Il est peu probable que l’on puisse aujourd’hui revenir à l’ancien style de l’enseigne, lapidaire et monumental, statique, voire lourd. La conception même de l’enseigne dans une ville dont le commerce est en voie d’étatisation change profondément : il ne s’agit plus d’inciter, mais seulement de signifier, de désigner. Rien de plus. Les modestes carrés bleus et blancs des laveries chinoises et les rectangles métalliques de quantité d’ateliers dont les lettres noires ne se mettent pas en avant et se gardent de donner de la voix – Travail, Coopérative, Union des travailleurs, Notre travail – tout cela est fort loin et bien étranger aux vieux procédés de l’étourdissement par la réclame et de la concurrence propres au capitalisme privé. L’ancienne enseigne de Moscou, qui peu à peu sombre dans le passé, conserve avec plus de fidélité et d’exactitude que les autres éléments de l’inventaire complexe de la rue les traditions mourantes de la vie quotidienne et de l’art de la ville. À ce titre, elle mérite d’être étudiée de manière spécifiquement historique et de s’inscrire dans la mémoire de la nouvelle génération.
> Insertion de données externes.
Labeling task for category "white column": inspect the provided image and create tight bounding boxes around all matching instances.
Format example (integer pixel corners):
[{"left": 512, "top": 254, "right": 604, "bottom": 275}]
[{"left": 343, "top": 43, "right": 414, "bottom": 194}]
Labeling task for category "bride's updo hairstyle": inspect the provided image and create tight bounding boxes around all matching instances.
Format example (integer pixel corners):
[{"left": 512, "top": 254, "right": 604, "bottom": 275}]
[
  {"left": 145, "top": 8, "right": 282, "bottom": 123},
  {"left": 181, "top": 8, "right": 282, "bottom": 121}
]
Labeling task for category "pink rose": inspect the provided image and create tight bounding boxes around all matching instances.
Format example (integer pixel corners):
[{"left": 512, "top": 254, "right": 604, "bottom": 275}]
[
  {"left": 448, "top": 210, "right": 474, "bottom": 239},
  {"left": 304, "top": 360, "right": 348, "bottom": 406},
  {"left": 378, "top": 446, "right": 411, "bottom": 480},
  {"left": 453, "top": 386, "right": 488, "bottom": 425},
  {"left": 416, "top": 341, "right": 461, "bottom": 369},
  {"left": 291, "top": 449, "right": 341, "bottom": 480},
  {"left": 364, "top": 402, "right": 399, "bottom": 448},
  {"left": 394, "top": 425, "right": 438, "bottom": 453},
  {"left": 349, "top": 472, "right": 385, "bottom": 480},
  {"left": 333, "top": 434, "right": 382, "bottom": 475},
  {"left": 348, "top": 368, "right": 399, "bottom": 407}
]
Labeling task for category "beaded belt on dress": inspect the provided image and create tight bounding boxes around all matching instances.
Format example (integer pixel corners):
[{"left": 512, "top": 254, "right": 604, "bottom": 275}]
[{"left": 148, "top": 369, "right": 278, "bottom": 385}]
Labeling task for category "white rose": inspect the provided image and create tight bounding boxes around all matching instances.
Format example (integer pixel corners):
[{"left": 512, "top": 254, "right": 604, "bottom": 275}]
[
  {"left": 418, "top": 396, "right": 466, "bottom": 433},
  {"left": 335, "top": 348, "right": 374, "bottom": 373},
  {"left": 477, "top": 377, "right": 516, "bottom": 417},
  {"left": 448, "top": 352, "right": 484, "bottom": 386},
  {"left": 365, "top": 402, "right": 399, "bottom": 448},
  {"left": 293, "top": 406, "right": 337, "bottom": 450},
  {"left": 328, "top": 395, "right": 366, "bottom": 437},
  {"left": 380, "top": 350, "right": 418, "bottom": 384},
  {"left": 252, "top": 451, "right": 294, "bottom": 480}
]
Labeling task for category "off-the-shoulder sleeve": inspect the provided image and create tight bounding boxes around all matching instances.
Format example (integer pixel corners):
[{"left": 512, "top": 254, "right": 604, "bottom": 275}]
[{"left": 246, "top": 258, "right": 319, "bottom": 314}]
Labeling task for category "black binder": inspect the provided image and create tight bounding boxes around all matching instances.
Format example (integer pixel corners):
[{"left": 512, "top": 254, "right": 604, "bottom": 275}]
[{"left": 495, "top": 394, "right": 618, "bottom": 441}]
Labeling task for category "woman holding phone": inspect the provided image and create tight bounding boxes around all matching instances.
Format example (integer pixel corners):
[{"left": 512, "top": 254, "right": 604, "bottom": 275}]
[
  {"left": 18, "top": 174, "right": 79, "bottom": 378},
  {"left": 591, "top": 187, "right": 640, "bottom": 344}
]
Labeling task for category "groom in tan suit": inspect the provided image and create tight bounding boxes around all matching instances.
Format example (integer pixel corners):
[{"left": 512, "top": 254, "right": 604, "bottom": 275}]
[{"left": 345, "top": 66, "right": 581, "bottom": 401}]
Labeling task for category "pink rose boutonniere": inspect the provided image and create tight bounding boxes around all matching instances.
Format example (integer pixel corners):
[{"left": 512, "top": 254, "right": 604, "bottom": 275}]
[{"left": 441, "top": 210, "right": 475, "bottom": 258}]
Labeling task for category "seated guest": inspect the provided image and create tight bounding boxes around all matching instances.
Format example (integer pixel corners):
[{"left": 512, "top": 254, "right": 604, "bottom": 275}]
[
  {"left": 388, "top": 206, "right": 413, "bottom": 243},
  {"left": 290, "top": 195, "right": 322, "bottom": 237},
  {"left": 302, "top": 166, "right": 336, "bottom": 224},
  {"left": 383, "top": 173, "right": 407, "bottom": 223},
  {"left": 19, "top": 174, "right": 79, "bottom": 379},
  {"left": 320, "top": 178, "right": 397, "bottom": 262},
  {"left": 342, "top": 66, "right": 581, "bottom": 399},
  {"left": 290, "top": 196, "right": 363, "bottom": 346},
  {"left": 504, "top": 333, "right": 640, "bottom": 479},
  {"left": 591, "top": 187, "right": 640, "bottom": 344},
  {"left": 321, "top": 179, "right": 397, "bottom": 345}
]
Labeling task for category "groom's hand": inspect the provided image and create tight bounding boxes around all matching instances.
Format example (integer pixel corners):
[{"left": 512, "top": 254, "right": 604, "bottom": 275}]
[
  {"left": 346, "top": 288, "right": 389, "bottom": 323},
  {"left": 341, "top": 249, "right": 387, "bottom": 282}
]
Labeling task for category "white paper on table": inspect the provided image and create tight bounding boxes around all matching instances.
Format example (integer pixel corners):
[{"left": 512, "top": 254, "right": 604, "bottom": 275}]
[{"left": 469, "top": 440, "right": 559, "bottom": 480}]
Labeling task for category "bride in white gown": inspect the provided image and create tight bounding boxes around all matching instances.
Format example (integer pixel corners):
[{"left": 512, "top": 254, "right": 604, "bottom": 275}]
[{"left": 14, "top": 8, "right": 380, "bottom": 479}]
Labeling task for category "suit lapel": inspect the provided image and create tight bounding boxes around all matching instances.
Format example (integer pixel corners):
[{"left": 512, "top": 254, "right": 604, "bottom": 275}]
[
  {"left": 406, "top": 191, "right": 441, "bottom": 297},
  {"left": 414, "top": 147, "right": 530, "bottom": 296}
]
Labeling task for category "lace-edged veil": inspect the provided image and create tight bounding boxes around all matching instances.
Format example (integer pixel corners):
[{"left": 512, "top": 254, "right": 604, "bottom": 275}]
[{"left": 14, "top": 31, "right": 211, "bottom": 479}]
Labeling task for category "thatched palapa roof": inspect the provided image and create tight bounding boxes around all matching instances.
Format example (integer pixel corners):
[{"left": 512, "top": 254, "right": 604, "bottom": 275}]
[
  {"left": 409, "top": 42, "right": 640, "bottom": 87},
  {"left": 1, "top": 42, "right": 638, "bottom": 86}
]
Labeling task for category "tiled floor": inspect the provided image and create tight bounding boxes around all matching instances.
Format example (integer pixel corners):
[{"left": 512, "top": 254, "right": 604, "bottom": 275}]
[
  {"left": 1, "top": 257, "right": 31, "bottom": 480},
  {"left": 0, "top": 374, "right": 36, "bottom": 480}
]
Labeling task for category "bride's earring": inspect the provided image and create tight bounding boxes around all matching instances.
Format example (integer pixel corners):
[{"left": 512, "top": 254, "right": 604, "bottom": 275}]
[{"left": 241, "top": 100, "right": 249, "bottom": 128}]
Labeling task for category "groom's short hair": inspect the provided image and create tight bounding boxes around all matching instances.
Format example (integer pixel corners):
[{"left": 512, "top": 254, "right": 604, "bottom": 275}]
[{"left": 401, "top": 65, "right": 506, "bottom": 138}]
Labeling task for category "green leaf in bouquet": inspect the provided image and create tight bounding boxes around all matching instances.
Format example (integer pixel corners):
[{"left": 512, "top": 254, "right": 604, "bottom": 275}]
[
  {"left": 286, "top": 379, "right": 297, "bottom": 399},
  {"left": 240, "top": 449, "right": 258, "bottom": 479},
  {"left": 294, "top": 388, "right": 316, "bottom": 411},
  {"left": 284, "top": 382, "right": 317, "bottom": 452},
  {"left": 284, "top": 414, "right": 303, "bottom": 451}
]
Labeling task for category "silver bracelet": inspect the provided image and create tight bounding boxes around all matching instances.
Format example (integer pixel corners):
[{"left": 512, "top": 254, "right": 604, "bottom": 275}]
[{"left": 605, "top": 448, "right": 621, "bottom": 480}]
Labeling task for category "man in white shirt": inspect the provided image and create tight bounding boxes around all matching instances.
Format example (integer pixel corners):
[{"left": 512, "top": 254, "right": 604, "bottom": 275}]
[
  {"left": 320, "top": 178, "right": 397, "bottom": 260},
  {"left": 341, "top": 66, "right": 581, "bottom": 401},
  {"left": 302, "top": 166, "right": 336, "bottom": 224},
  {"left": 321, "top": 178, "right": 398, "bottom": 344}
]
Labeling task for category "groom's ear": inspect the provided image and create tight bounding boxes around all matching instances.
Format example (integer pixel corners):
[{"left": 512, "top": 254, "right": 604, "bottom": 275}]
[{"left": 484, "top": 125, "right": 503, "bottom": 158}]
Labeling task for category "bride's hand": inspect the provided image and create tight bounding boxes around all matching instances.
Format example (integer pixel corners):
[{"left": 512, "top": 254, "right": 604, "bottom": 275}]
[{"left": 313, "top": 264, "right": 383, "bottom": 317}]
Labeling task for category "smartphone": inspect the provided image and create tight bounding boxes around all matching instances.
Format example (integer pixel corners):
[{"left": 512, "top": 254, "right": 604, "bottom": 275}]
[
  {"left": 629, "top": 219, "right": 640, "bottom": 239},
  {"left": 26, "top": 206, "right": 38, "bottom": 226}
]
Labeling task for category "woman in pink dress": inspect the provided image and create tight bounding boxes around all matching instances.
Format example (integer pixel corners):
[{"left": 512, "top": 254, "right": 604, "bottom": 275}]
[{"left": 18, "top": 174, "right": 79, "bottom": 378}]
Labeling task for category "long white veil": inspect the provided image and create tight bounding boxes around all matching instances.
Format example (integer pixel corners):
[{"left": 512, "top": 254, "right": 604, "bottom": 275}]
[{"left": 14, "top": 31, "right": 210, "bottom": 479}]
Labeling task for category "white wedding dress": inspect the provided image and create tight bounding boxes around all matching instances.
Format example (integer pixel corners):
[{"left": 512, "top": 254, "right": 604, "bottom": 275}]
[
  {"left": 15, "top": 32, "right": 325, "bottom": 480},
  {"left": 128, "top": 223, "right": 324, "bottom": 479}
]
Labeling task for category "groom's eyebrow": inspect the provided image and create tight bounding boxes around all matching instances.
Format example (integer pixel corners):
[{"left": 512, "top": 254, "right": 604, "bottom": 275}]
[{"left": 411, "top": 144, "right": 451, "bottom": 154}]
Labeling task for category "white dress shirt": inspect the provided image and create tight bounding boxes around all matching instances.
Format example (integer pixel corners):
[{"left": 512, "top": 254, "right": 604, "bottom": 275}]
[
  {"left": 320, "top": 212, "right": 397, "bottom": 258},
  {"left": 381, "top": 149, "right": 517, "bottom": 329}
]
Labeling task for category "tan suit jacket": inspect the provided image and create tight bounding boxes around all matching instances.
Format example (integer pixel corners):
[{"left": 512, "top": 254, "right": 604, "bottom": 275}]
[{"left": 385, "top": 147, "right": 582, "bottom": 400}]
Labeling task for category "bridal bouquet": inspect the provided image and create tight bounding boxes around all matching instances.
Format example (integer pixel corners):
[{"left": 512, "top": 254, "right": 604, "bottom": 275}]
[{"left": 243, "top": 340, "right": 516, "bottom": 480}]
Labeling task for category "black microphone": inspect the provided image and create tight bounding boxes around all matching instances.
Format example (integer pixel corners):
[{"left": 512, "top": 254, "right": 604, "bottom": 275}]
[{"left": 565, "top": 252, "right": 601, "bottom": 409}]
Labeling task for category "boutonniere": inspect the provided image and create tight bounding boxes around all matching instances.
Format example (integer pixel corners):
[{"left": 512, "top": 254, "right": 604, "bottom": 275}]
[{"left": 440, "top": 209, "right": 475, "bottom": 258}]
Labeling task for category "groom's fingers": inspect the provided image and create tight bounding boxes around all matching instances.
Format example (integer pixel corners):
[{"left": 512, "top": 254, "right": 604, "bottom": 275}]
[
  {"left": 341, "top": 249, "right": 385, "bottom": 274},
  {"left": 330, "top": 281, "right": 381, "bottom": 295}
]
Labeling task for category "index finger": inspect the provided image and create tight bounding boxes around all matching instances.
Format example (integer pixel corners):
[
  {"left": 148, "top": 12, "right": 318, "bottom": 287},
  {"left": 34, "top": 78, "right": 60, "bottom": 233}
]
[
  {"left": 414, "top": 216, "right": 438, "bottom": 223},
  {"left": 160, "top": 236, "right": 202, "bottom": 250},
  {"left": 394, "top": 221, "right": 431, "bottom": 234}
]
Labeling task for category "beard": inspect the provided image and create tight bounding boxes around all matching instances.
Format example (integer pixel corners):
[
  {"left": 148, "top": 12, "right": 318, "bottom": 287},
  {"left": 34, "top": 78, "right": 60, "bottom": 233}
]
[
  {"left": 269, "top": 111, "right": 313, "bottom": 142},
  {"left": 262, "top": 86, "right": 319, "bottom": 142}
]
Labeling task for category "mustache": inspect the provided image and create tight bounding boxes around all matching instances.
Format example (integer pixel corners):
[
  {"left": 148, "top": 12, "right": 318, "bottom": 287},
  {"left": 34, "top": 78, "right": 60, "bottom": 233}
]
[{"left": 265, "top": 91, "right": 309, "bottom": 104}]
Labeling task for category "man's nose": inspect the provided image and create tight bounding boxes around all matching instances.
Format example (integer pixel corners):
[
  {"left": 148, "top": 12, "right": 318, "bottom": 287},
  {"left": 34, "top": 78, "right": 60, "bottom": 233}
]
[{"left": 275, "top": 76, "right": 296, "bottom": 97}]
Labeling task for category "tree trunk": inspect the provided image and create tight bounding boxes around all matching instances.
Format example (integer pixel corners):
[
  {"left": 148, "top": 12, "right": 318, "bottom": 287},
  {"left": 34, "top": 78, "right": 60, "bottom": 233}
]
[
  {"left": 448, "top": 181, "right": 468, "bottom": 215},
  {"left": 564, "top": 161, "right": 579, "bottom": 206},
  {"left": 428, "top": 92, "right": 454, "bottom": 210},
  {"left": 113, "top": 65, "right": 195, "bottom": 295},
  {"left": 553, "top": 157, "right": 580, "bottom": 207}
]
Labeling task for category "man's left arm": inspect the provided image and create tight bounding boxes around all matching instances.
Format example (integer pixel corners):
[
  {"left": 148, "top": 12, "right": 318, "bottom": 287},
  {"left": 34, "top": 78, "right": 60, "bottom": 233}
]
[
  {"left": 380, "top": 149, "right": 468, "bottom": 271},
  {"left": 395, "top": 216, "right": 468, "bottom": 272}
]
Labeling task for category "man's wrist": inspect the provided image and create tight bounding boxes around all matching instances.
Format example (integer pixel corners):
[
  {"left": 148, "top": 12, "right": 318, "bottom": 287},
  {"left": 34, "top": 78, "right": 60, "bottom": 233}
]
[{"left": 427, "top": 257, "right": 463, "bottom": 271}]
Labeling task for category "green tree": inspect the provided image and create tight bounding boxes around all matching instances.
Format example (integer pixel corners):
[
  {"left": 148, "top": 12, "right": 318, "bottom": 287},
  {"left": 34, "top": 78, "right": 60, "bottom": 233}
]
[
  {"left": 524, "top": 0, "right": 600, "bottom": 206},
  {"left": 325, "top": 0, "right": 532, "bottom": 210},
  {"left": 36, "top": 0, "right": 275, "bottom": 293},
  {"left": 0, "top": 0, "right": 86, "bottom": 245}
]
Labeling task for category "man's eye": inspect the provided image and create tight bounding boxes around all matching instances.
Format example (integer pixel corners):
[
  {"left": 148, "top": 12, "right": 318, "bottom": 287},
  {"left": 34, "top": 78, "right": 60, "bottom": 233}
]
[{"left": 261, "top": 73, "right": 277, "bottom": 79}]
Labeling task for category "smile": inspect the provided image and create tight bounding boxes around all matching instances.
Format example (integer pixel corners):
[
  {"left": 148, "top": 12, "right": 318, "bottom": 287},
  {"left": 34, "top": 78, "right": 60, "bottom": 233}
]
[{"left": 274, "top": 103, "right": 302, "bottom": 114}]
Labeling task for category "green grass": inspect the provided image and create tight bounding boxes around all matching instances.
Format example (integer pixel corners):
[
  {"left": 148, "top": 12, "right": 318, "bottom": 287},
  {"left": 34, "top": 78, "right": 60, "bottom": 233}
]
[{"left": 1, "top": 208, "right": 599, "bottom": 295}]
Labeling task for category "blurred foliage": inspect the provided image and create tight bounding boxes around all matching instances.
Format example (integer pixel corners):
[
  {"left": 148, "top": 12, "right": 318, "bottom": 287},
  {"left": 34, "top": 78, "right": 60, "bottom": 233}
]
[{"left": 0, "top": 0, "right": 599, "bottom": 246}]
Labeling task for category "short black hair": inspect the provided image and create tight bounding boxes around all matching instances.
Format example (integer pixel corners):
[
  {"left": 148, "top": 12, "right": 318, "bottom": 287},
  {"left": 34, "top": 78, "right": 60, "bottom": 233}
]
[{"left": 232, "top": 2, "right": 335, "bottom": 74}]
Si l’on n’emprisonne pas dès aujourd’hui dans le boîtier des appareils photographiques cet art précieux et original de l’ancienne enseigne de Moscou qui est en train de disparaître, inéluctablement repoussé vers les faubourgs et dissimulé sous des couches de peinture fraîche – il sera bientôt trop tard.
Les vieux cimetières de Moscou, ceux de Lazarevski et Donskoï, par exemple, ont déjà été placés sous la protection de la Société pour la sauvegarde des antiquités et promus au rang de musées. Les enseignes d’avant la Révolution, véritables cimetières dont les lettres et les dessins conservent un mode de vie désormais mort et enterré, attendent d’être prises sous la protection de ceux qui savent que c’est seulement la connaissance qui permet le dépassement.